Starting this fall, Walmart will push grocery delivery convenience to the next step: bringing the groceries inside shoppers’ homes. With InHome Delivery, shoppers can have items delivered even when they’re not at home, Marc Lore, President and CEO of Walmart eCommerce U.S., revealed in a blog post.
Walmart will first roll out the service across three cities: Pittsburgh; Kansas City, Mo.; and Vero Beach, Fla.The retail giant has been testing in-home delivery in New Jersey through its tech incubator, Store No. 8, according to CNBC.
To use the service, customers must have Walmart install a smart lock on the outside of their home or garage. Shoppers can place a grocery order online or on the Walmart app, and then select InHome Delivery and a delivery day at checkout. A Walmart associate then takes care of their grocery shopping before driving to their home. At the time of delivery, the associate will use smart entry technology and a proprietary, wearable camera to access the customer’s home — enabing customers to control access into their homes and watch the deliveries remotely via their mobile device.
The InHome Delivery service is similar to Key by Amazon, which combines Amazon’s in-home security “Cloud Cam” with smart lock technology to provide couriers with unattended access to Amazon Prime members’ homes. When couriers arrive with a package, they scan a barcode that sends a request to Amazon’s cloud.

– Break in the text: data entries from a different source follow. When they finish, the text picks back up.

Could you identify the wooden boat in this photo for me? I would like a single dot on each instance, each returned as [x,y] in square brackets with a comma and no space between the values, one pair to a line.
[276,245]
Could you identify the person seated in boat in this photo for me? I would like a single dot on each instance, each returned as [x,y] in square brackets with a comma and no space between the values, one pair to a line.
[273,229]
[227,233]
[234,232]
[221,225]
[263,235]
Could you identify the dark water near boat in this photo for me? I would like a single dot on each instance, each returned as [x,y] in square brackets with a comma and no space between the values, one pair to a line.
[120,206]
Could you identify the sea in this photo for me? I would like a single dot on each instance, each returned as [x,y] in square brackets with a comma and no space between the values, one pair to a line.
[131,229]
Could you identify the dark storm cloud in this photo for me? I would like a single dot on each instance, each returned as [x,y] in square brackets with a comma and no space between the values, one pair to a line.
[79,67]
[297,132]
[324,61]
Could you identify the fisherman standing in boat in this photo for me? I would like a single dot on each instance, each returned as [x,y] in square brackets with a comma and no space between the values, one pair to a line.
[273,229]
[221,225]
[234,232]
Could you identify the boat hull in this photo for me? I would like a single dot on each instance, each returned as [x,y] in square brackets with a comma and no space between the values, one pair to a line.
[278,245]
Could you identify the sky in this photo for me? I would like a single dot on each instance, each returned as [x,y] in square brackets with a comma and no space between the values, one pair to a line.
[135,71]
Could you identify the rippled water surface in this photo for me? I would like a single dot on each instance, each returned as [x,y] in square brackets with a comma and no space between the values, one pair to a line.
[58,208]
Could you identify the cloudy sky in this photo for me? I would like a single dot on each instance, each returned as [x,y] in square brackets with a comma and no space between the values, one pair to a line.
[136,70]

The cloud grants permission for entry by sending a message back to the camera, which then begins recording.
Both Walmart and Amazon continue to battle back and forth with delivery investments of their own, with both companies announcing that they were taking steps to fortify next-day delivery. But in-home delivery may be the most controversial fulfillment method from either company due to consumer security concerns. While consumers clearly want convenient delivery options, the idea of random couriers gaining access to homes while the owners aren’t there isn’t something that many people are clamoring for. With that in mind, delivery spending could end up turning into a money pit if demand doesn’t line up.
“What remains unclear for us is 1) how much could this cost to roll-out at scale, 2) how much demand will there ultimately be, and 3) how much are consumers willing to pay for the service,” said Charlie O’Shea, VP and Lead Retail Analyst at Moody’s in commentary provided to Retail TouchPoints. “We remain concerned that companies may end up overspending in their development of various delivery options by overestimating the potential demand, though that is a ‘down-the-road’ issue.”
Thus far, however, Walmart’s delivery direction has been proven to be extremely successful — especially now that the retailer is on track to offer Grocery Pickup from 3,100 stores and same-day Grocery Delivery from 1,600 stores by year-end. Consumers have been responding very favorably to the expansion; the portion of online grocery shoppers purchasing from Walmart.com grew to 37.4% this year from 25.5% in 2018, according to Coresight Research.